Part 3: Extended Features and Design Patterns
You will need to implement at least 1 optional feature to get full credit on this assignment. You may choose from the list below or propose your own extended feature, as long as it is as significantly complex as the ones below.
- Extra decision making algorithms besides the required 3
- Adjusting the GUI interface, adding animations or extra buttons
- Decision making algorithms that require heavy extra overhead, such as tracking past board states across turns
- Custom Board sizes, like 6x6 or 10x10
- Saving and Loading Board States from files
Additionally, you will need to implement 1 more design pattern other than Strategy within your project. Feel free to adapt your proposed design pattern from your project proposal into the structure of the starter code.
Part 4: Submission
Grading Breakdown
Core Features (35%)
Your project should include:
- Functional game of Othello with human vs. human, human vs. computer, and computer vs computer modes
- 2 decision making algorithms (1 backtracking, 1 heuristic search) implemented using the Strategy Design Pattern
- 1 custom/alternative algorithm (team-proposed)

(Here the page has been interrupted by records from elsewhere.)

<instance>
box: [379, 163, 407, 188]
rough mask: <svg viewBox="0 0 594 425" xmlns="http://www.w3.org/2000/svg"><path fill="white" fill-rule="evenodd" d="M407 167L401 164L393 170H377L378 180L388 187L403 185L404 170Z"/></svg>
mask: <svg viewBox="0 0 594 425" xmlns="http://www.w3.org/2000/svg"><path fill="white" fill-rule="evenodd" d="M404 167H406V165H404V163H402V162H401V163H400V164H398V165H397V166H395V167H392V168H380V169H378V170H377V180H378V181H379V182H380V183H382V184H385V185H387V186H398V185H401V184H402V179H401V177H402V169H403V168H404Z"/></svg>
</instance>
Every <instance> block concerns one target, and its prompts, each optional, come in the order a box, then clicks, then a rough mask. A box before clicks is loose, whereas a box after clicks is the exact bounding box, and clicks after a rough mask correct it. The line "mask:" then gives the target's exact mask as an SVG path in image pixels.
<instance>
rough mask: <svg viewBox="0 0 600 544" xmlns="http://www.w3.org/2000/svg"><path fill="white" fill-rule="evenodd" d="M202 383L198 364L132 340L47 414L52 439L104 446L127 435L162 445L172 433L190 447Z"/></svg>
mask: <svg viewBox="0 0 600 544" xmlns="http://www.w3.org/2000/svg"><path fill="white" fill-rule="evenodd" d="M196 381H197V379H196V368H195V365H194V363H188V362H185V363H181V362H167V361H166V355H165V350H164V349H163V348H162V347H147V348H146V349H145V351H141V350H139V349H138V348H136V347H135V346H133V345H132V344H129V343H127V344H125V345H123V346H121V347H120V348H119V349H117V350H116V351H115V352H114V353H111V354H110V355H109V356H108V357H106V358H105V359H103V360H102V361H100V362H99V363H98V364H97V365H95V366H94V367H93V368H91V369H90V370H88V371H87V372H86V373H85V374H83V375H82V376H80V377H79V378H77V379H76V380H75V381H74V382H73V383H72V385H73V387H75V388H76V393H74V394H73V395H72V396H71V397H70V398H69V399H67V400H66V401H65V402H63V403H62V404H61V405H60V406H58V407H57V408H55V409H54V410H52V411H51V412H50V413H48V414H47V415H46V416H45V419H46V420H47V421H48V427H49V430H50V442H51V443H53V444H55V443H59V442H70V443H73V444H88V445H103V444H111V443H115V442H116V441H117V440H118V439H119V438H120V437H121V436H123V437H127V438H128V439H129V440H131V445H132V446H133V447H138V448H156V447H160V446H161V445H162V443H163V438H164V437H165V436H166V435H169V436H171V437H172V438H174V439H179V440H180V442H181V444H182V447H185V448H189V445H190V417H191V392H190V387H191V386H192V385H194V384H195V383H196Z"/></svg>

- Proper use of the provided packages and file organization
- Able to run your code through the GUI
Extended Features (5%)
See Part 3 for more information.
Design (10%)
Your program should implement the Strategy Design Pattern and 1 additional design pattern.
GitHub (5%)
Use of Git & GitHub for:
- version control purposes (frequent commits; pull requests to implement features; multiple students contributing)
- project planning purposes (project tracking; enumerating features)
Testing (30%)
From this category, 25 out of the 30 percentage points are allocated for reaching 80% testing coverage. The remaining 5 percentage points are allocated for qualitative analysis of your tests: do you have many specific tests, or one large test? Are your tests meaningful, or do they just aim to execute as many lines of code as possible? Do you handle edge cases? Do you test both for inputs & outputs as well as state changes?
Documentation (5%)
Is your code commented? Do you have a UML diagram that correctly describes all of your class relationships?
Presentation (5%)
Do you have all of the required sections?
- Project design
- Initial project plans
- Choices made for optional requirements
- Project demo
- Challenges faced/project retrospective
- TA Q&A
Team Assessment (5%)
Points awarded for completing an anonymous Google form. All of the points for this category come from completion of the form, but I (Harry) reserve the right to adjust any group member’s overall score as a result of information that teams share about their members.